A strong economy spells bad news for gold
Gold and other precious metals flourished during the financial crisis as they typically do when investors have lost trust in other markets. But as economies around the world, led by the United States, began recovering, gold’s high highs turned into low lows.
In 2015, gold’s struggles were largely influenced by the United State’s monetary policy and the strength of the U.S. Dollar. The dollar was on track for a 9% gain against a basket of currencies, making dollar-denominated gold expensive for holders of other currencies.
Graph source: anyoption
“The key factor for gold remains the strong dollar and that ultimately trumps all other issues including the economy and the geopolitics,” says Ross Norman, chief executive of bullion broker Sharps Pixley. And with the U.S. Federal Reserve’s first interest rate hike in almost a decade happening in December, the dollar is likely to continue to stay strong through 2016.
Goldcorp’s new CEO not bullish
David Garofalo, who takes over as CEO of the world’s most valuable gold miner, isn’t planning on a comeback year for gold in 2016. Because gold’s perceived value comes when other investments produce little or no yield in real terms, its value diminishes when those competing assets begin to offer better payouts, whether in the form of dividends, interest or simple growth value.
“Right now, gold prices reflect the reality that real interest rates have nowhere else to go but up,” says Garofalo. “Gold prices over the next couple of years may struggle because of the reality of the interest-rate environment.
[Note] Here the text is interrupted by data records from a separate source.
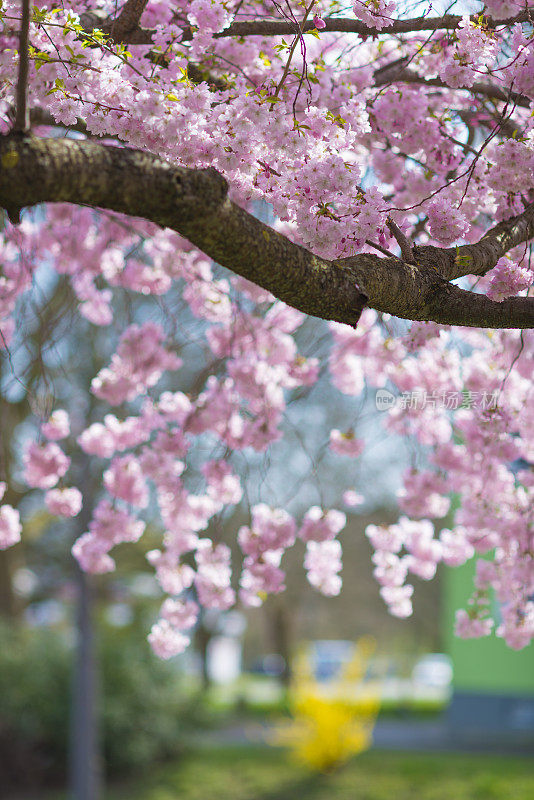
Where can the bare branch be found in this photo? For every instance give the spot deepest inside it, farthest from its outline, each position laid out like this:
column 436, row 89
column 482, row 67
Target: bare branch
column 403, row 242
column 194, row 203
column 22, row 118
column 92, row 19
column 128, row 19
column 342, row 25
column 487, row 89
column 479, row 258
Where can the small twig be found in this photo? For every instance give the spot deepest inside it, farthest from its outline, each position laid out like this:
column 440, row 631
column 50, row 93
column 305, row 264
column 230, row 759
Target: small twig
column 403, row 242
column 22, row 117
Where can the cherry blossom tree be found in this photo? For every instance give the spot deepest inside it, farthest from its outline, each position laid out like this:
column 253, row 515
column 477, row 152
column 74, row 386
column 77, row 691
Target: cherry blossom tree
column 394, row 155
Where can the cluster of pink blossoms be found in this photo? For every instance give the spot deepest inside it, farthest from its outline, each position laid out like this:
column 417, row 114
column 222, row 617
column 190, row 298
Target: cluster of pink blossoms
column 302, row 142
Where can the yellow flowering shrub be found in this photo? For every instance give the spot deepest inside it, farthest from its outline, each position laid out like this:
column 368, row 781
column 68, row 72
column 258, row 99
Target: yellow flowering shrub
column 333, row 721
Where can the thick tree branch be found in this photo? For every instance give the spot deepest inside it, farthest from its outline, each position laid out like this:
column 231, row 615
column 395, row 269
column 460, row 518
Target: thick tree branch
column 137, row 35
column 22, row 118
column 479, row 258
column 342, row 25
column 194, row 203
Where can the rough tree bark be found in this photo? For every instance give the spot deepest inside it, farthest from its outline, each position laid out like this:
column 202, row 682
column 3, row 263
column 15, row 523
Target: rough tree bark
column 195, row 203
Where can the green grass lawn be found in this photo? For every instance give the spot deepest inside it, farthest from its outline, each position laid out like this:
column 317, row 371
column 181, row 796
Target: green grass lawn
column 267, row 774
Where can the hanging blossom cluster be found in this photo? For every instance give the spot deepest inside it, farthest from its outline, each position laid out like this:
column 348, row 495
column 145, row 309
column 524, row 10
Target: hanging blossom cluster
column 302, row 128
column 472, row 414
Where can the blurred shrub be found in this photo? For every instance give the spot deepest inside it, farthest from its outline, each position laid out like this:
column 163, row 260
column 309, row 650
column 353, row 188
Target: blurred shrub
column 146, row 708
column 331, row 721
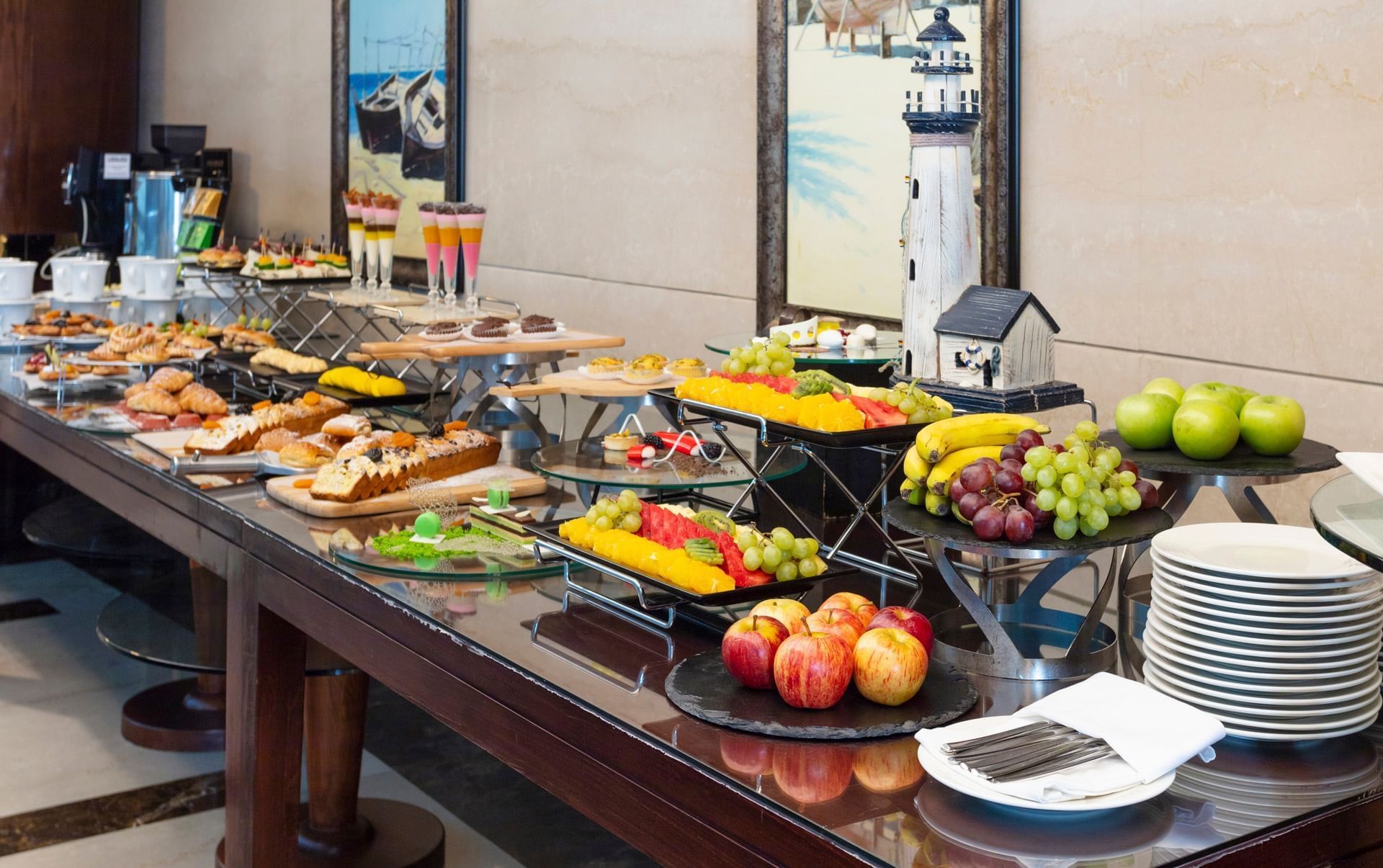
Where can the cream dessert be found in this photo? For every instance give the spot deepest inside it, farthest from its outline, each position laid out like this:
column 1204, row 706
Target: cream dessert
column 449, row 238
column 386, row 221
column 356, row 228
column 470, row 219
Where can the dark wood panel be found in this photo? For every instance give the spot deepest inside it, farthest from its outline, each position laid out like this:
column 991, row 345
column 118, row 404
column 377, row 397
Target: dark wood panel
column 69, row 75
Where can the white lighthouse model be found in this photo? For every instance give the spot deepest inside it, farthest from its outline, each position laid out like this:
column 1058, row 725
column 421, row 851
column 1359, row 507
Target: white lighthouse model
column 941, row 256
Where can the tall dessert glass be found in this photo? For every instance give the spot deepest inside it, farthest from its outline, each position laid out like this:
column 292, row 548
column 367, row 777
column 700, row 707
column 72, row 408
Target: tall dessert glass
column 470, row 219
column 386, row 220
column 356, row 228
column 449, row 237
column 367, row 210
column 432, row 242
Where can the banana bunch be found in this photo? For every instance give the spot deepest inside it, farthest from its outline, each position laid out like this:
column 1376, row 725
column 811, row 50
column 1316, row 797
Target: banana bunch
column 945, row 447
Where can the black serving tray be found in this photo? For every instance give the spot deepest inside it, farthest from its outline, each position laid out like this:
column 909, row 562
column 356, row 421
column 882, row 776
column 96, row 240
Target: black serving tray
column 830, row 440
column 548, row 538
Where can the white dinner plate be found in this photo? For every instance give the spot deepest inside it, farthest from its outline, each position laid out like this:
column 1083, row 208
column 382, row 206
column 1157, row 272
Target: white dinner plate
column 1173, row 640
column 1262, row 585
column 1368, row 466
column 1273, row 719
column 1240, row 625
column 1273, row 614
column 946, row 773
column 1250, row 684
column 1261, row 550
column 1225, row 635
column 1359, row 647
column 1306, row 597
column 1237, row 606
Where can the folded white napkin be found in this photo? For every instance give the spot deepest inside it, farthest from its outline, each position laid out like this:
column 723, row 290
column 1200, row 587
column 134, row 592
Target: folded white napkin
column 1151, row 733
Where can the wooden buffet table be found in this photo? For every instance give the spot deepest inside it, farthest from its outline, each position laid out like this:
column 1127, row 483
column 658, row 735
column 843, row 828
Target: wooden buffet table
column 605, row 738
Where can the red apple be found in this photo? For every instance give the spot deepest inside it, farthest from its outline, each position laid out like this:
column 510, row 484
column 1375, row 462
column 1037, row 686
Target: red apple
column 748, row 755
column 903, row 618
column 747, row 650
column 838, row 622
column 864, row 607
column 789, row 612
column 888, row 765
column 813, row 773
column 890, row 665
column 813, row 669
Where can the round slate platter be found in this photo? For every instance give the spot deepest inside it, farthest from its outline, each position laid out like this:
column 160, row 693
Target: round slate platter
column 1312, row 457
column 702, row 687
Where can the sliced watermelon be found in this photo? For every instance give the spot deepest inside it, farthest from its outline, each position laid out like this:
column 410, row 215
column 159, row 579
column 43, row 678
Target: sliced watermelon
column 877, row 413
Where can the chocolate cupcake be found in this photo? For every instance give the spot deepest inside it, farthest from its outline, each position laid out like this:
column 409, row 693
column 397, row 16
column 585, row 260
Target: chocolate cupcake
column 536, row 323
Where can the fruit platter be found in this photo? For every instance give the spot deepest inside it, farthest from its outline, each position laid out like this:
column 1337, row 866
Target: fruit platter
column 699, row 556
column 847, row 671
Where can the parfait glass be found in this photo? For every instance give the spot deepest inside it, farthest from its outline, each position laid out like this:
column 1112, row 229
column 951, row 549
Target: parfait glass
column 356, row 227
column 449, row 238
column 432, row 242
column 472, row 223
column 367, row 210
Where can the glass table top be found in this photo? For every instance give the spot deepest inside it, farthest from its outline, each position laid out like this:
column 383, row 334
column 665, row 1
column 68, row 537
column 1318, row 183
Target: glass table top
column 887, row 347
column 583, row 460
column 1348, row 514
column 870, row 798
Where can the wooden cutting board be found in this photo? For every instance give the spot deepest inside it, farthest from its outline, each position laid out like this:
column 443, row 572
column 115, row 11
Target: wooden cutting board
column 464, row 487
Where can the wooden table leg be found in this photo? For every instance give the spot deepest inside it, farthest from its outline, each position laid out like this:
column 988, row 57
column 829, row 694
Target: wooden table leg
column 263, row 730
column 190, row 714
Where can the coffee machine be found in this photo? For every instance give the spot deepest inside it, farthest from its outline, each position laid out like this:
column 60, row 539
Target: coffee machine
column 168, row 205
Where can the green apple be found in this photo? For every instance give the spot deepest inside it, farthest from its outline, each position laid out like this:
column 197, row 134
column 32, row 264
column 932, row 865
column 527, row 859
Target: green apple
column 1205, row 429
column 1165, row 386
column 1271, row 425
column 1144, row 419
column 1216, row 391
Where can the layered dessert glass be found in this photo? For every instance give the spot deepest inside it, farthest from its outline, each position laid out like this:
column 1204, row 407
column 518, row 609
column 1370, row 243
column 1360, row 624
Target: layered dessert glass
column 356, row 230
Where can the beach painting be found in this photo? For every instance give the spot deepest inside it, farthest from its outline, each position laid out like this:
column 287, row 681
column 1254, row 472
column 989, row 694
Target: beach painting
column 848, row 147
column 398, row 117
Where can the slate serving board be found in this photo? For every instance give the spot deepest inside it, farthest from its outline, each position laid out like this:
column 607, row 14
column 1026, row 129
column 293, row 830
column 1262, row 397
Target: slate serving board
column 702, row 687
column 1312, row 457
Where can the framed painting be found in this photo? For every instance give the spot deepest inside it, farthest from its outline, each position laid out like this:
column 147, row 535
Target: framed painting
column 398, row 72
column 834, row 79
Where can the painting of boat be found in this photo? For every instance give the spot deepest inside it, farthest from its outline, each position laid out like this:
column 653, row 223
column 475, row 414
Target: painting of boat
column 378, row 118
column 425, row 127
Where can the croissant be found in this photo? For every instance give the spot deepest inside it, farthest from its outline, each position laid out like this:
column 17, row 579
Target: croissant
column 201, row 400
column 154, row 401
column 171, row 379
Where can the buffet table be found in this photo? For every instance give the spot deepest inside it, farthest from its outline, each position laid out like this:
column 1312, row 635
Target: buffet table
column 571, row 697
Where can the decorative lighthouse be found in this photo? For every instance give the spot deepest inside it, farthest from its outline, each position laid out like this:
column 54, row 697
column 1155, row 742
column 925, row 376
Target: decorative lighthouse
column 941, row 257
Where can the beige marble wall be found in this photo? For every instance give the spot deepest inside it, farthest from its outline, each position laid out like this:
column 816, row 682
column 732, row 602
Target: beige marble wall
column 1201, row 200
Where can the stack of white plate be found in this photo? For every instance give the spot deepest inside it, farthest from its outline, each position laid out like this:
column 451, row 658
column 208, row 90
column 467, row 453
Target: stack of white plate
column 1267, row 628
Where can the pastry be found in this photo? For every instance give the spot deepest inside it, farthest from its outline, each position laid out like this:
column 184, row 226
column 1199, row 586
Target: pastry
column 303, row 454
column 276, row 440
column 605, row 364
column 691, row 367
column 346, row 426
column 201, row 400
column 449, row 329
column 171, row 379
column 534, row 323
column 288, row 361
column 154, row 401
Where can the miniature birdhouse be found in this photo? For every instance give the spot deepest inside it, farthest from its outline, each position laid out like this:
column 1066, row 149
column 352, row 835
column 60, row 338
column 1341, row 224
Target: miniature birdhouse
column 996, row 338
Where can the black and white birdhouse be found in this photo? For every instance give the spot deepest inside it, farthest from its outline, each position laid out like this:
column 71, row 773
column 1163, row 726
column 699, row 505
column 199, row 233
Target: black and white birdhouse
column 996, row 338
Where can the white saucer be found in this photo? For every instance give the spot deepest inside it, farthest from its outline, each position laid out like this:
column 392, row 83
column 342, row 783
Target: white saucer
column 1256, row 550
column 962, row 782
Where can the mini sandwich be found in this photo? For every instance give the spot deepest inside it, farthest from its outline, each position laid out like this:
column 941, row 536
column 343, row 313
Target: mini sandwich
column 506, row 524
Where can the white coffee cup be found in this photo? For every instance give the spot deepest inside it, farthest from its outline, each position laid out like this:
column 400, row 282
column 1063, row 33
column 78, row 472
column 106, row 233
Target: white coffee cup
column 132, row 277
column 79, row 279
column 159, row 279
column 16, row 279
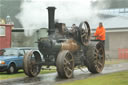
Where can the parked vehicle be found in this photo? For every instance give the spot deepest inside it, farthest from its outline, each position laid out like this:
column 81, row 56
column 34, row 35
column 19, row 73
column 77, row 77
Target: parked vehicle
column 11, row 59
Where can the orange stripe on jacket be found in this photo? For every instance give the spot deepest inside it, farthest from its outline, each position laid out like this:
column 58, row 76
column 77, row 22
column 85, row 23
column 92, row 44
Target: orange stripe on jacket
column 100, row 31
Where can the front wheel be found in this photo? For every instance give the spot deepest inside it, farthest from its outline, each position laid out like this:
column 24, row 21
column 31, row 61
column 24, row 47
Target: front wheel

“I wouldn’t think there will be a rebound [in 2016] to be honest with you,” he adds. “Particularly in the base metals space, we probably have got a couple of years of grinding ahead of us.”
What investors can do
If you’re still interested in the contrarian value of gold versus other markets, don’t despair. The first trading day of the year proved to be a difficult one for U.S. stocks. With many downgrades, especially in the tech sector, it seems as if equities may also have a difficult year ahead, which could potentially ease gold’s losses somewhat. Furthermore, U.S. stocks have been in a bull market for six years now, one of the longest periods in its history. Worries that a bear market may begin any time now could signal an uptick in gold prices, even if just for a little while. Over the long term, there will more than likely be better days for gold. And while there may still be room to drop for the precious metal, it wouldn’t be a bad idea to buy some on the way down to diversify against uncertainty in equities.